EDITOR'S CHOICE IN PLANT BIOLOGY
D.B. Sloan et al., “Rapid evolution of enormous, multichromosomal genomes in flowering plant mitochondria with exceptionally high mutation rates,” PLoS Biology, 10 (1) e:1001241, 2012.
Based on high mutation rates seen in small mitochondrial genomes, researchers hypothesized that elevated mutation rates would result in smaller streamlined genomes with less noncoding DNA. But Daniel Sloan at the University of Virginia found that mutation rates aren’t always linked to size. Sloan identified two enormous, rapidly mutating plant mitochondrial genomes, suggesting that other mechanisms may regulate genome size.

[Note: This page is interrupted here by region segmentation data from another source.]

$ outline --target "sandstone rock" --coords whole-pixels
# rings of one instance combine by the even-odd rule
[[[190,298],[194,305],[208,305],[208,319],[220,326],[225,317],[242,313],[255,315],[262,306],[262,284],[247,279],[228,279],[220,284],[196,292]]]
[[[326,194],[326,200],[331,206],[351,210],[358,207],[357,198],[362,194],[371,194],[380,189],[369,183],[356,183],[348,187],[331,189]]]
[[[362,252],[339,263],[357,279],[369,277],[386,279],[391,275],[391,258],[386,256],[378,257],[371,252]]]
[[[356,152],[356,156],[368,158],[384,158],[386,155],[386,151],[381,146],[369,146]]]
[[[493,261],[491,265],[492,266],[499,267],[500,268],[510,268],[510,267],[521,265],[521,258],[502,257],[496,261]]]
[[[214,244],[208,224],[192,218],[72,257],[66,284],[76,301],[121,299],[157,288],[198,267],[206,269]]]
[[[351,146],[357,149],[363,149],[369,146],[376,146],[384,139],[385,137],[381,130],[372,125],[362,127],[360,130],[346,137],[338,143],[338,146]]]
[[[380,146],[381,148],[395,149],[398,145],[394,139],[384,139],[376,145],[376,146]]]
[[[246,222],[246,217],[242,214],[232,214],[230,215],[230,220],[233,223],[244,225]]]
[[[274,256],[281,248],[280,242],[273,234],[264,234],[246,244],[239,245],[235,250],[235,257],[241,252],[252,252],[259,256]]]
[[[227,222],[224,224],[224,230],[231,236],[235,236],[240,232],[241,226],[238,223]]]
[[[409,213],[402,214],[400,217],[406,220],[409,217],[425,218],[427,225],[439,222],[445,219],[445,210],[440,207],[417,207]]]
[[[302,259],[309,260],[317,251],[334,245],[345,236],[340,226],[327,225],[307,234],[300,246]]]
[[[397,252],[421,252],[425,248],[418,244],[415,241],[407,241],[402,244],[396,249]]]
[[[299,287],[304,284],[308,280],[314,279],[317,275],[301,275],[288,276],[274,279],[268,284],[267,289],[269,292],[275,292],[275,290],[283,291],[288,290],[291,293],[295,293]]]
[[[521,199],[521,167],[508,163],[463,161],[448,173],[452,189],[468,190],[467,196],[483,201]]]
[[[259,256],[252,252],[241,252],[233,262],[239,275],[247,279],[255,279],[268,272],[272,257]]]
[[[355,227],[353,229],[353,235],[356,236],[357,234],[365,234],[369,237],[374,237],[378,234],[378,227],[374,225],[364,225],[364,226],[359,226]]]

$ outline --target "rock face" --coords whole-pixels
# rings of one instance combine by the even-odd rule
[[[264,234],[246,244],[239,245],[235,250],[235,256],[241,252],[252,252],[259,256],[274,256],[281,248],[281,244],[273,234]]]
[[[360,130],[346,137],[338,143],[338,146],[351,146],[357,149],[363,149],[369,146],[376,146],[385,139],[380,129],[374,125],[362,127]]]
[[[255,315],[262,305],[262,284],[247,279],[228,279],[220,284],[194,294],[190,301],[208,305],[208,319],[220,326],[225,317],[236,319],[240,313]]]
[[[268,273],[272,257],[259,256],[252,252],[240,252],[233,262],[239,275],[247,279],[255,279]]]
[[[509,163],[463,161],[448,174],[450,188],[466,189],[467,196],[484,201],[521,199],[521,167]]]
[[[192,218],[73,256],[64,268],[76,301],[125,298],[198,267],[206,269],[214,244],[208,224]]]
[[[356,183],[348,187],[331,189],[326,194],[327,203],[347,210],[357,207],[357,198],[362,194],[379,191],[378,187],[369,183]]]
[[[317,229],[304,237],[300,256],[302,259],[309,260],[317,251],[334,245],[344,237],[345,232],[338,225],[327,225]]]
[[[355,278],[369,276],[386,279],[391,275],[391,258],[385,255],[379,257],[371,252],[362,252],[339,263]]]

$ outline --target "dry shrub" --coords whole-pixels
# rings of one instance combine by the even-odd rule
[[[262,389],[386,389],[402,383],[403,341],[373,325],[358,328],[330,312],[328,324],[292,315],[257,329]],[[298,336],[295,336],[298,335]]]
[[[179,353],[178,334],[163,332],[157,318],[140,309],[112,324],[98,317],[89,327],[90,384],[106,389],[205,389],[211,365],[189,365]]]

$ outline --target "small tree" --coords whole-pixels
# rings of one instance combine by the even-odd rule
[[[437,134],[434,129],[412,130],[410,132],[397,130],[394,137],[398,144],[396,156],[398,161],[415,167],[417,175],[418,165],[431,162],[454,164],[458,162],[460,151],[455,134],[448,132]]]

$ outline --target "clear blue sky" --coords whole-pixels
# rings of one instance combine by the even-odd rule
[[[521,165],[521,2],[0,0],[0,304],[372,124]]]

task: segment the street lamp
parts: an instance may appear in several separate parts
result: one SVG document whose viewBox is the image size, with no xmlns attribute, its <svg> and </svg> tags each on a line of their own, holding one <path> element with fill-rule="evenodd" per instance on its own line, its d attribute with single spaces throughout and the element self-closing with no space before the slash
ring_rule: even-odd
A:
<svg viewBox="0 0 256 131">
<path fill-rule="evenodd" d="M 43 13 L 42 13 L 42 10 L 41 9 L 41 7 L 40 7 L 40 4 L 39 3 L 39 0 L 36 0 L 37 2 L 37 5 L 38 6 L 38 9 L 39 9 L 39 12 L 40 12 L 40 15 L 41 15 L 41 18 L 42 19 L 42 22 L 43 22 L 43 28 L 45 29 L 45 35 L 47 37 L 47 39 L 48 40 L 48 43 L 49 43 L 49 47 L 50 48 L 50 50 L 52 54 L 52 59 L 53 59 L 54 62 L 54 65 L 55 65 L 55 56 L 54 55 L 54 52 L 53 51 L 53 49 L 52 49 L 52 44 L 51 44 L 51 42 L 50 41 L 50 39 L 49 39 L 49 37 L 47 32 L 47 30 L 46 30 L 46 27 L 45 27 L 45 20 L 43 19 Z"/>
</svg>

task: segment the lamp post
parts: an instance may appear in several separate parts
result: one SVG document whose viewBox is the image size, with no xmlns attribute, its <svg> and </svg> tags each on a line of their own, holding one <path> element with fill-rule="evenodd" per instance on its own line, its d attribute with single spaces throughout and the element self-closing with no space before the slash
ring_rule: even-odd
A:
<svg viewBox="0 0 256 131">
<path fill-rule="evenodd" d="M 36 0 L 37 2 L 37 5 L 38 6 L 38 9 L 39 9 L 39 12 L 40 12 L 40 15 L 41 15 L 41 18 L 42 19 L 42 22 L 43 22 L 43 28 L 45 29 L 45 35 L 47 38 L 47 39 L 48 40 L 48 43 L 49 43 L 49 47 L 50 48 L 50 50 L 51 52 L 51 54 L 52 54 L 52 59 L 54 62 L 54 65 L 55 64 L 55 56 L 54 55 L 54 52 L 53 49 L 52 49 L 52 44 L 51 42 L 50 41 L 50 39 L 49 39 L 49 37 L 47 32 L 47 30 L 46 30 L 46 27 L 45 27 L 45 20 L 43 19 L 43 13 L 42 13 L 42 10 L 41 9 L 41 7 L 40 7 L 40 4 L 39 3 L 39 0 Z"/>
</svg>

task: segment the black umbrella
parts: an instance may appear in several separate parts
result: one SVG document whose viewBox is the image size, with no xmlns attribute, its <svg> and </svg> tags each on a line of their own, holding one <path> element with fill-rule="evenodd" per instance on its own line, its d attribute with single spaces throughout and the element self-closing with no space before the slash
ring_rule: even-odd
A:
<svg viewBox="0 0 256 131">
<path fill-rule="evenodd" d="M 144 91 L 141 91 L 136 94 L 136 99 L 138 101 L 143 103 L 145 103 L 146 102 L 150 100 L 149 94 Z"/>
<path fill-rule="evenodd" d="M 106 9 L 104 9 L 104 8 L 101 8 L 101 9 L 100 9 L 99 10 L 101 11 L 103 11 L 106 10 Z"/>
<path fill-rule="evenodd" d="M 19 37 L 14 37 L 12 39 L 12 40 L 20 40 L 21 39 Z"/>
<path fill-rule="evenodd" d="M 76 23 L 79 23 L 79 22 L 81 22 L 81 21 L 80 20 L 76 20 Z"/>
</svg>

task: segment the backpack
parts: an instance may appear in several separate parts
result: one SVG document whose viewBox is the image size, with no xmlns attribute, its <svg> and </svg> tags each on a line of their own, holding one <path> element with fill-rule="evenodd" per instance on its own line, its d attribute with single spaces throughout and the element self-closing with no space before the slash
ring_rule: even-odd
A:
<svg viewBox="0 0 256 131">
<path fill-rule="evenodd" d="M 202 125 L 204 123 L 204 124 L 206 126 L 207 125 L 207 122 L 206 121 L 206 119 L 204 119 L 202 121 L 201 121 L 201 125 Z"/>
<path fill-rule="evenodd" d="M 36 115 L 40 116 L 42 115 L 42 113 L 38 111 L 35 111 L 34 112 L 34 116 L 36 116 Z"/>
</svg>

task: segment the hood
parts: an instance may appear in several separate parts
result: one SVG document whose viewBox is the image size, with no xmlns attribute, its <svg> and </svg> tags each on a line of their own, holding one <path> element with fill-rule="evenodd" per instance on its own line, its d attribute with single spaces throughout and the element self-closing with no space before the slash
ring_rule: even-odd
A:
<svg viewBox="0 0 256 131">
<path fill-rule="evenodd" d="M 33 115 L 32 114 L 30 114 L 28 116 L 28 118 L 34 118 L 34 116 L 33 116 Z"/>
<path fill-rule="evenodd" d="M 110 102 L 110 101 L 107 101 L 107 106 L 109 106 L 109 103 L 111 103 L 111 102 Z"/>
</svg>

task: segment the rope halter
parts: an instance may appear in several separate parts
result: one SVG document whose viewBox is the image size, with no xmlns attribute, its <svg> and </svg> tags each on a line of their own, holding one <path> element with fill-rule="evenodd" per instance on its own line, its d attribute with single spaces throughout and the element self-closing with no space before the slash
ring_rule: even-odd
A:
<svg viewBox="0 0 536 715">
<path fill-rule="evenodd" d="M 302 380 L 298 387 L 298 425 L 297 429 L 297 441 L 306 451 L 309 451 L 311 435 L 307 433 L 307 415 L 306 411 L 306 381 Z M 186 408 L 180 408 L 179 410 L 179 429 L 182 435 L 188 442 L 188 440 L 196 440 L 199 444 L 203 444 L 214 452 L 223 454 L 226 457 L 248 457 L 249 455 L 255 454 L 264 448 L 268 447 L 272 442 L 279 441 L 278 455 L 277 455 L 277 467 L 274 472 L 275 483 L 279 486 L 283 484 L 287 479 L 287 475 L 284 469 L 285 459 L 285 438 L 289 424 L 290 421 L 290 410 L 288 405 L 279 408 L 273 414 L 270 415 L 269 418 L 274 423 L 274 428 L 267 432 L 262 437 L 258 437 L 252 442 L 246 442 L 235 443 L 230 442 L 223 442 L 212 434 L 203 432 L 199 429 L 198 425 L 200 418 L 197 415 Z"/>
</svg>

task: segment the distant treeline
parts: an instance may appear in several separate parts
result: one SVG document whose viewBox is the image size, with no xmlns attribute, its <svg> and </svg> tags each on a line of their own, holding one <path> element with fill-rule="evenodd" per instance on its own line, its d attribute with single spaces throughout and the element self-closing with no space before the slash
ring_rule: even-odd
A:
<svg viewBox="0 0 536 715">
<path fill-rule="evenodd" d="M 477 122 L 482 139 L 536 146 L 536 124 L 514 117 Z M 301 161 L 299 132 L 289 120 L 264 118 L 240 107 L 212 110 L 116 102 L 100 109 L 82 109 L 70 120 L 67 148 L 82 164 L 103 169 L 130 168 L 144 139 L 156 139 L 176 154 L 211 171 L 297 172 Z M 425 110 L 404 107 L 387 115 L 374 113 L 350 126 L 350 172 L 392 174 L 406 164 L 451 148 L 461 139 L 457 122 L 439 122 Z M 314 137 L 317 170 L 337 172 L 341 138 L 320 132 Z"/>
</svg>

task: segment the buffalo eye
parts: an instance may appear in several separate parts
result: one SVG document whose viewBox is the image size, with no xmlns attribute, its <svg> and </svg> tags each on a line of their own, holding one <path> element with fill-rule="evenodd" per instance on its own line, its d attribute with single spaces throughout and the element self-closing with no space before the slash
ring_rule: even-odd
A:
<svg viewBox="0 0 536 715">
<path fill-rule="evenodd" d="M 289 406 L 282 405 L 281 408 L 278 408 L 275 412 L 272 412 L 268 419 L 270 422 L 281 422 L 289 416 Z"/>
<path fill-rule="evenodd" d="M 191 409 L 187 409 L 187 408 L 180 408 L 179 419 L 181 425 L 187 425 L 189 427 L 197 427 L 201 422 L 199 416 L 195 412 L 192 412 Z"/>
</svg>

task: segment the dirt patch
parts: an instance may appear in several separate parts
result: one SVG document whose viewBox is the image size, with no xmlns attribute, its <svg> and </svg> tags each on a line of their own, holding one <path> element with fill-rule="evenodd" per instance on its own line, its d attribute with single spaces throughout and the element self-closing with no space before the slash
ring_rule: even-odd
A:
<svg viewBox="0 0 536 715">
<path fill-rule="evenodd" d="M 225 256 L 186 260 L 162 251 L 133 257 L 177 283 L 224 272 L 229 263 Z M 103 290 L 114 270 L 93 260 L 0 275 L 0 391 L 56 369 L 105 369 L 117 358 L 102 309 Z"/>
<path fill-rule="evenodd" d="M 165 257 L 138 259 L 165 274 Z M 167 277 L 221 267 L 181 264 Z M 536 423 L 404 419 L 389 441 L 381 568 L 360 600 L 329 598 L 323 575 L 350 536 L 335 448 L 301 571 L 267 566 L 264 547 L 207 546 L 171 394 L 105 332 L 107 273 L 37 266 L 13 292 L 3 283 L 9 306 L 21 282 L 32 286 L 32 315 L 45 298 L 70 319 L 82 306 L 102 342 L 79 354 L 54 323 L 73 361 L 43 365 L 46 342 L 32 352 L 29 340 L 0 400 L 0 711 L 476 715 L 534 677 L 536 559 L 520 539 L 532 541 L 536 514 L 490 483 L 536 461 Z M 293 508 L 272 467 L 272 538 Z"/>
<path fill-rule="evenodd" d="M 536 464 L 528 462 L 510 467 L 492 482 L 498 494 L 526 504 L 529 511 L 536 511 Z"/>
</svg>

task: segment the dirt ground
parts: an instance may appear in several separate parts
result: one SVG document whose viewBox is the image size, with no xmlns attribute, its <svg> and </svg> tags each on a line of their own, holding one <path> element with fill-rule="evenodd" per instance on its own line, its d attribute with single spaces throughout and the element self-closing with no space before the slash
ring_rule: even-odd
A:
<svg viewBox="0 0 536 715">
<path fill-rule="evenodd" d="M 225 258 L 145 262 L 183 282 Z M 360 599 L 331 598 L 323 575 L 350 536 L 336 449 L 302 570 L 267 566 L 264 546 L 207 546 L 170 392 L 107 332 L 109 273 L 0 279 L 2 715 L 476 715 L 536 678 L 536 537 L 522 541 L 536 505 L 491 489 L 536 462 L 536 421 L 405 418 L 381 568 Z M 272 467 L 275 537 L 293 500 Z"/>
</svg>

Mutations within coding regions are risky, but adding more noncoding DNA compounds the risk. Mutations in noncoding sequences can create false start-sequences and other nonsense code that can impede the normal function of the cell as much as mutations in proteins can.
Sloan sequenced the mitochondrial genomes of two carnation species with unexpectedly high mutation rates, and discovered two behemoths at 6.7 and 11.3 Mb , more than ten times the size of the largest known plant mitochondrial genomes.
Sloan’s work doesn’t completely subvert the old paradigm, however, says Benoit Nabholz of Université Montpellier II in France. Though sequences between the genes expanded, the average intron lengths decreased, hinting at a more complex relationship between mutation rate and genome size.